In Louisiane they sung a nasal patois and pumped the squeezebox. In open country the cattlemen would yodel for music-lovers and livestock alike. Fact of the matter, a keen ear could tell ya just about what county you sat in by the way the folks sang or played their music. A.P. of the Carter family down in Virginia got most of his numbers jest by walkin’ the mountains around his home, keeping his ears open. Collected ‘em like postal stamps.

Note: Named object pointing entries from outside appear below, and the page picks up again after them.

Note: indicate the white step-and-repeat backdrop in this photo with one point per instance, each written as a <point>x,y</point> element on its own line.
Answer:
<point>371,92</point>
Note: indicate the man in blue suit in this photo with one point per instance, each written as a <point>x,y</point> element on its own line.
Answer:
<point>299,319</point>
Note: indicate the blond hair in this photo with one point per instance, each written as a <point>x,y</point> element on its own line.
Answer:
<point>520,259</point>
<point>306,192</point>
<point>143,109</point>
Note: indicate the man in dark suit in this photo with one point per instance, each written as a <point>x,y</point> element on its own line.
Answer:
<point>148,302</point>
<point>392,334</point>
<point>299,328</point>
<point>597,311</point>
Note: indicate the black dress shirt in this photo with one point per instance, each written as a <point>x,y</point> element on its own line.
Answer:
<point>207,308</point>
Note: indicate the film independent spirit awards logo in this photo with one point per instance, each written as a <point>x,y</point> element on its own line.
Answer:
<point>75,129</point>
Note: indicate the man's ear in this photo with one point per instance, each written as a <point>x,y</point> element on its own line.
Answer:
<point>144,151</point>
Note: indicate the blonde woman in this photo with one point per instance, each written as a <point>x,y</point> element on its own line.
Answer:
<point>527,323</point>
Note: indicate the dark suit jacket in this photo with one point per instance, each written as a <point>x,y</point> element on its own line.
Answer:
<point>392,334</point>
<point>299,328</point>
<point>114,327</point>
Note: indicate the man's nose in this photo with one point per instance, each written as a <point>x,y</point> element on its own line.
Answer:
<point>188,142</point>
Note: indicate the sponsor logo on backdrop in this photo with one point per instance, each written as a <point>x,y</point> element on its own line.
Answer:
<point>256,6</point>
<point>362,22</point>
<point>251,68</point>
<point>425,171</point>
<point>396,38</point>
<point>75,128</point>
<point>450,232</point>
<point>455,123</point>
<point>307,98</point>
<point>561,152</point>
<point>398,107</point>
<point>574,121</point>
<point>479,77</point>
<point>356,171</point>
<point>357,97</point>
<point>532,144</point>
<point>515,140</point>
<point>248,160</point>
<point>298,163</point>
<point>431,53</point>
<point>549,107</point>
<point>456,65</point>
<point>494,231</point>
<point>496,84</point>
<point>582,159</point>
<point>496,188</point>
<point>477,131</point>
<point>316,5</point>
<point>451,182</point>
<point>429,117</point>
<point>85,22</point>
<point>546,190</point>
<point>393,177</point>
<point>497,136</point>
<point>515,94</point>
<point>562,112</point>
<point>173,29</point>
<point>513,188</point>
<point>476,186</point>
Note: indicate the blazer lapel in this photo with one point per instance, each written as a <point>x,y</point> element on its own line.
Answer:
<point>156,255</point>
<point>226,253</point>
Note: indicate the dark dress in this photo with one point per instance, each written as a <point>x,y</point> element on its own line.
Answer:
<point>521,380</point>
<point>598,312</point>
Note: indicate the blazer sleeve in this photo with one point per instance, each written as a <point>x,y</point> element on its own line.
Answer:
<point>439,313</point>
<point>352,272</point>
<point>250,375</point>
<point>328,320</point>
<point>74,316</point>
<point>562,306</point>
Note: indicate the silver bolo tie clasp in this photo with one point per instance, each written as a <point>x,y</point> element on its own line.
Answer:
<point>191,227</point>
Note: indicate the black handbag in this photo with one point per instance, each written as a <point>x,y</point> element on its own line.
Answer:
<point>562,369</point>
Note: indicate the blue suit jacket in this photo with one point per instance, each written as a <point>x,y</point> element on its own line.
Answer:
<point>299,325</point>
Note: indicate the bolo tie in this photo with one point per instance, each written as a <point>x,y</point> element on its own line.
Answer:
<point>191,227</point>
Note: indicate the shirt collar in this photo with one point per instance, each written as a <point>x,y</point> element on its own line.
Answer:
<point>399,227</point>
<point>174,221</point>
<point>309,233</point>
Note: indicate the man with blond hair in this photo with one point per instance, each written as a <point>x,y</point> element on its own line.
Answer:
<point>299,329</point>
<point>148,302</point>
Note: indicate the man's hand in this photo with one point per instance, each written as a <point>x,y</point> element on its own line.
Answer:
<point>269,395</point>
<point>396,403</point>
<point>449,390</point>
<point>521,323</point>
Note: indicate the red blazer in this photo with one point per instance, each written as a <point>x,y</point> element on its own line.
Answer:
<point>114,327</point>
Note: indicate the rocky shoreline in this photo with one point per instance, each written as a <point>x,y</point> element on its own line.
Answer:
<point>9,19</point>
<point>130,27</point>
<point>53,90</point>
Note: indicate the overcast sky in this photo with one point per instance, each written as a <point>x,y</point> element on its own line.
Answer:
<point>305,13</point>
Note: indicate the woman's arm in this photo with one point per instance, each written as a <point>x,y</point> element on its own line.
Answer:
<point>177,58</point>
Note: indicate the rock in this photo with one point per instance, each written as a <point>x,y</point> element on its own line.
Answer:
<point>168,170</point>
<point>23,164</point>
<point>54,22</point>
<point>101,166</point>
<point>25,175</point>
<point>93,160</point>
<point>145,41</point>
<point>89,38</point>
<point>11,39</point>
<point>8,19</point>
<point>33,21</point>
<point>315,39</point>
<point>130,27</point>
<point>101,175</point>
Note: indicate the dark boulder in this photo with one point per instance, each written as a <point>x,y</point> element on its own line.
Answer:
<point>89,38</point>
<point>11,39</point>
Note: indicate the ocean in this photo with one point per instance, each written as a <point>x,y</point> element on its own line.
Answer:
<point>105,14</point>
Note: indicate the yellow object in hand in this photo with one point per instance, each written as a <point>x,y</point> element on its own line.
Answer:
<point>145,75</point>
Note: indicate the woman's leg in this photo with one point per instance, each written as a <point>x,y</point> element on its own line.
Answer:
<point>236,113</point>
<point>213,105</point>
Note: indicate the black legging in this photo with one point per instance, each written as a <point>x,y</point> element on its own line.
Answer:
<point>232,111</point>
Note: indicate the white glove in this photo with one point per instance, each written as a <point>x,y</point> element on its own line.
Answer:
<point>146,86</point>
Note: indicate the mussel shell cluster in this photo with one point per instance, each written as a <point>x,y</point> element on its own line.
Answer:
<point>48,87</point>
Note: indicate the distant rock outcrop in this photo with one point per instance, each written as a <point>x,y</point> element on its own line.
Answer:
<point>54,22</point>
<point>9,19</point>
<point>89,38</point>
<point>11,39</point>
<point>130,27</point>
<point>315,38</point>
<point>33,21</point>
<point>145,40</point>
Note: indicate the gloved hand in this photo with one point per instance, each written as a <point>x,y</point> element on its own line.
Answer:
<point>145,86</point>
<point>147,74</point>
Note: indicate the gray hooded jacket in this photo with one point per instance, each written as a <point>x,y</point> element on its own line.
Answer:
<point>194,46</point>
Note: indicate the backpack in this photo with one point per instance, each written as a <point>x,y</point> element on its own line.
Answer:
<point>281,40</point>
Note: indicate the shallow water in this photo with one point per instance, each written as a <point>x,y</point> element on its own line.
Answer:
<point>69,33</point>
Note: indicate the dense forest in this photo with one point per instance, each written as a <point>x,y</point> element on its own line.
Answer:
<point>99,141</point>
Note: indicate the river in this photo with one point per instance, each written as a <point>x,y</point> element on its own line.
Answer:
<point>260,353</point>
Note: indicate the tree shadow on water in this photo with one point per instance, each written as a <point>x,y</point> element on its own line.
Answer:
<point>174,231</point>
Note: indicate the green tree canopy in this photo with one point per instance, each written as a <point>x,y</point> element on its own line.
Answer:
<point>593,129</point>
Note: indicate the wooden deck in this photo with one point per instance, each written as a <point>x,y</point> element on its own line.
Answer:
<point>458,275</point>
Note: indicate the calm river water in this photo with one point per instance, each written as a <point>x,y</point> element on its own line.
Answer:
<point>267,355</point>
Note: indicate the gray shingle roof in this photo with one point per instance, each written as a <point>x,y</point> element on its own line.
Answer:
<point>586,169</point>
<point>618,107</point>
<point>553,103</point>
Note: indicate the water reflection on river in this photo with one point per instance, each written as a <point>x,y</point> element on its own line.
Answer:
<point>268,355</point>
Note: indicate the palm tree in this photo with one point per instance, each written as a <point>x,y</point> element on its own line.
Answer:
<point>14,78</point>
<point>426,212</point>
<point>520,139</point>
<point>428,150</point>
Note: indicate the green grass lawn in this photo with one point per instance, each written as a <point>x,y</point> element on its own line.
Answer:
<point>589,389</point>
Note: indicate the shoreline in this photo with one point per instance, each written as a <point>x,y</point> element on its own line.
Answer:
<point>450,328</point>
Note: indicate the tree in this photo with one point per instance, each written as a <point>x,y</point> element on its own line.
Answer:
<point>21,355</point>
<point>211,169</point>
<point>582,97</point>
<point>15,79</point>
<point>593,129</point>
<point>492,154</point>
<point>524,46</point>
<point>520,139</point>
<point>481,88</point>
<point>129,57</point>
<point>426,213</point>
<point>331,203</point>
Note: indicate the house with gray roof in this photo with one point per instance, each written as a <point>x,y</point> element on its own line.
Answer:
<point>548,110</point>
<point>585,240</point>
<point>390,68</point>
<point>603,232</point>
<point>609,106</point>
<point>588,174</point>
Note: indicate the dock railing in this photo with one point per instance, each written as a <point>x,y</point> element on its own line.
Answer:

Sometimes it was only one hill separating two styles of music. But it ain’t so no more. And this is what I’m trying to wrap my gray-haired noggin’ a-round. Ever since Mr. Edison scratched lines on that wax, he started somethin’ that we ain’t seen the end of yet. Last time I rode the Greyhound to California, I heard the same feller singing at the beginning and end of the trip. And he weren’t sitting on that bus with me. Sure ‘nough, he was coming out of some speaker, broadcast by radio waves, flyin’ through the ether, whatever that might be. It sure was nice to hear singin’ on the ride, won’t argue with ya on that — but somethin’ ‘bout it makes me fear for the future, ‘specially for music-players like me. When I was a greenhorned lad, was only but two ways to hear music. Learn to play it…or hang about some folks who already can. We didn’t have no phonograph.
Nowadays, twist a dial, or ride on down to the record store, and ya can hear the latest pretty-faced star. In my day no one made a livin’ just by singin’. Even those of us who came close still had to callous up our hands with somethin’ more than a steel string. To a youngster today, music ain’t nothing but a commodity, shipped hot from Nashville or Tin Pan Alley, just like them oranges is from Florida. It might as well fall outta the big blue sky.
I cain’t explain how ‘nor when, but a song loses just a little something this way. And this old hoss has been chasin’ that little somethin’ all ‘cross this land with a banjer on his back. Keep me far from the day when the only music around is comin’ from speakers.
But don’t take an ol’ two-bit rambler’s word for it. Git yourself an instrument, however many strangs it might have. Pluck it, bow it, strum it, slap it, thump it, whack it, or jest frail it with ‘yer clawhammer. Ya don’t gotta be Jimmie Rodgers, folks. By no means. Eeelectricity be durned. Those sounds will have something that jest don’t pass through a Victrola. You gotta hear it ta believe it.